A dataframe models tabular data that are potentially heterogeneous. Specifically, it consists of a set of rows and columns, where each column has a name and a datatype, and all the values of all rows across a column have the same datatype. Relational databases and Spark use SQL to query dataframes, whereas R, Pandas and Dask offer their own APIs.
Apache Parquet (now part of Apache Arrow) is arguably the most popular dataframe format. It adopts a columnar layout, in the sense that values of each column are grouped together in order to improve locality and compressibility. It is widely adopted and efficiently integrated with a lot of software, including Dask and Spark.
The main problem with Parquet is the fact that it is a format specification, rather than a full-fledged and stand-alone storage engine. As a result, several important storage features are delegated to the higher-level applications. This means that every software that wishes to integrate with Parquet must implement those missing features.
We summarize the main issues with Parquet below:
Data updates: Parquet does not support updates. Most applications create separate timestamped Parquet files for batches of updates. Writing the new files as well as querying the dataframe in the presence of updates is delegated to the higher-level applications.
Partitioning: Parallel computing software like Spark and Dask achieve scalability and performance by working on dataframe partitions in parallel. A typical way to partition Parquet dataframes is to create Partitioned Datasets, i.e., collections of Parquet files grouped into directory hierarchies in the storage backend. Each subdirectory is a partition that may contain other partitions. One problem is that each partition is created on a single column value, not a range of values. Another problem is that once the partitioning has been created, it cannot be altered, as that would mean rearranging and rewriting the entire dataset.
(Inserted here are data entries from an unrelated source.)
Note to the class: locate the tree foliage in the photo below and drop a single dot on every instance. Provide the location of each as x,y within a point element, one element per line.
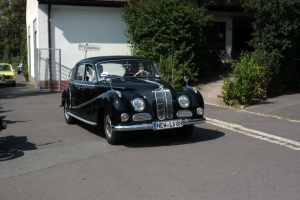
<point>276,39</point>
<point>12,19</point>
<point>170,33</point>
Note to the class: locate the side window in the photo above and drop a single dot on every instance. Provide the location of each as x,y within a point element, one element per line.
<point>90,73</point>
<point>79,72</point>
<point>72,74</point>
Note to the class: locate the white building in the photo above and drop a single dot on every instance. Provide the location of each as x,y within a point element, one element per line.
<point>69,26</point>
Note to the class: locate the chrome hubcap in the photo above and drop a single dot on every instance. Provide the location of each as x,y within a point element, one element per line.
<point>108,129</point>
<point>66,114</point>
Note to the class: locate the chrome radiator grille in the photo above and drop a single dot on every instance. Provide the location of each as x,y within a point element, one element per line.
<point>164,104</point>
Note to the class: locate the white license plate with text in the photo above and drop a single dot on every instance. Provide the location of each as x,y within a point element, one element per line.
<point>167,124</point>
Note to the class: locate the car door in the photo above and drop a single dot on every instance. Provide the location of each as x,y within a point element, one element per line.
<point>88,91</point>
<point>75,92</point>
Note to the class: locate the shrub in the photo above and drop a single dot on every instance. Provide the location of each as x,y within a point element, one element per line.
<point>168,32</point>
<point>276,35</point>
<point>248,81</point>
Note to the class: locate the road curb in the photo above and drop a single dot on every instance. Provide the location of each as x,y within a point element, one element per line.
<point>255,113</point>
<point>256,134</point>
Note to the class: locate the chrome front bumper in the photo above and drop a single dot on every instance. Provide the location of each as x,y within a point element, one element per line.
<point>150,125</point>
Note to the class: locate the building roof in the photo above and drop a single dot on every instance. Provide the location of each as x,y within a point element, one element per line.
<point>211,5</point>
<point>110,3</point>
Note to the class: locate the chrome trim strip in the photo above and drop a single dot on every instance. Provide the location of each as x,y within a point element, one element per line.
<point>141,117</point>
<point>150,81</point>
<point>83,120</point>
<point>150,125</point>
<point>184,113</point>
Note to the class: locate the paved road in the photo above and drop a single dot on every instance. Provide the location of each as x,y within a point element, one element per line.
<point>48,159</point>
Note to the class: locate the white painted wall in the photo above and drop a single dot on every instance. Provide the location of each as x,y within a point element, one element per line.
<point>31,15</point>
<point>74,25</point>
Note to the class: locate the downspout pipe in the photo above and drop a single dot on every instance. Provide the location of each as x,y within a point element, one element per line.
<point>49,43</point>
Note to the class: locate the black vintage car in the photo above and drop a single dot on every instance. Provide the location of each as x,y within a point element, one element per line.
<point>127,93</point>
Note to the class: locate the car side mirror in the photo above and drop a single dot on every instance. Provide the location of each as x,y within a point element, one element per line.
<point>186,79</point>
<point>109,81</point>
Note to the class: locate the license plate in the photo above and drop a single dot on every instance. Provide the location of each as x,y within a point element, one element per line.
<point>167,124</point>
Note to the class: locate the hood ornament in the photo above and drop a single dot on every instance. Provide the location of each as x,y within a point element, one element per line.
<point>112,90</point>
<point>186,79</point>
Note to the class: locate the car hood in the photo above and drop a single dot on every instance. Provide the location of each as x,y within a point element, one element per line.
<point>136,84</point>
<point>143,88</point>
<point>7,73</point>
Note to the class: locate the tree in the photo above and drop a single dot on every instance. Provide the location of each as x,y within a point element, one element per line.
<point>169,32</point>
<point>276,39</point>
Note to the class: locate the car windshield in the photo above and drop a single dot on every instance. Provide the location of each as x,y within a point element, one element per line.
<point>125,68</point>
<point>5,68</point>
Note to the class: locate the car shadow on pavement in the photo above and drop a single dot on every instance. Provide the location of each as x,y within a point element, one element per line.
<point>12,147</point>
<point>151,138</point>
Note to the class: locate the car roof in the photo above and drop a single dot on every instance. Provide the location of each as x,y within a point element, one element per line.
<point>95,60</point>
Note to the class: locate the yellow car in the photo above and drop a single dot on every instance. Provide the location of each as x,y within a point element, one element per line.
<point>8,74</point>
Finally, all the partition creation and read logic is pushed to the application.
Sorting: Ordering the dataframe values on one or more columns can significantly improve compression on those columns when stored on disk, due to Parquet's columnar layout and the fact that adjacent values will be "similar" and, thus, better compressible. It also leads to improved read performance, because Parquet chunks the data into pages and stores the min/max values in each page, thus enabling skipping pages that do not satisfy the query. Unfortunately, the higher-level application is responsible for sorting the dataframes.
Multi-column slicing: When using Parquet from a higher-level application (e.g., Spark), you typically sort a dataframe only on one column. This is quite limiting when you need to slice on more than one columns, as a single column may not be selective enough. As a result, you end up fetching and decompressing more Parquet pages than necessary.
A dataframe can be naturally represented as a ND sparse array, where N is the number of columns you would like your data to be sorted in. More specifically, you can define the columns you most frequently slice on as dimensions, and the the rest of the columns as attributes. Defining the space tiling and tile/cell order appropriately, you can optimize the effectiveness of multi-dimensional slicing and partitioning in your application.
Storing dataframes as ND sparse arrays in TileDB you can enjoy the benefits of Parquet without its limitations. Specifically, TileDB adopts a similar effective columnar layout to Parquet and integrates efficiently with the Data Science ecosystem, but it also solves Parquet's problems as follows:
Data updates: TileDB offers rapid, parallel, cloud-optimized updates. All the update logic is pushed into the storage engine and is completely transparent to the user. TileDB also exposes useful time traveling functionality, such as reading arrays at time snapshots.
Partitioning: TileDB enables balanced partitioning, without limiting each partition to single column values. Moreover, we will soon expose API functions for dynamically selecting different partitioning schemes (e.g., on different subsets of columns with different orders), without the need for reorganizing/rewriting the array.
Sorting: All sorting is taken care of by TileDB internally with multi-threading.
Multi-column slicing: By defining a subset of the columns as dimensions and due to TileDB's tiling flexibility, you can increase the pruning effectiveness of multi-column slicing, thus leading to better overall read performance.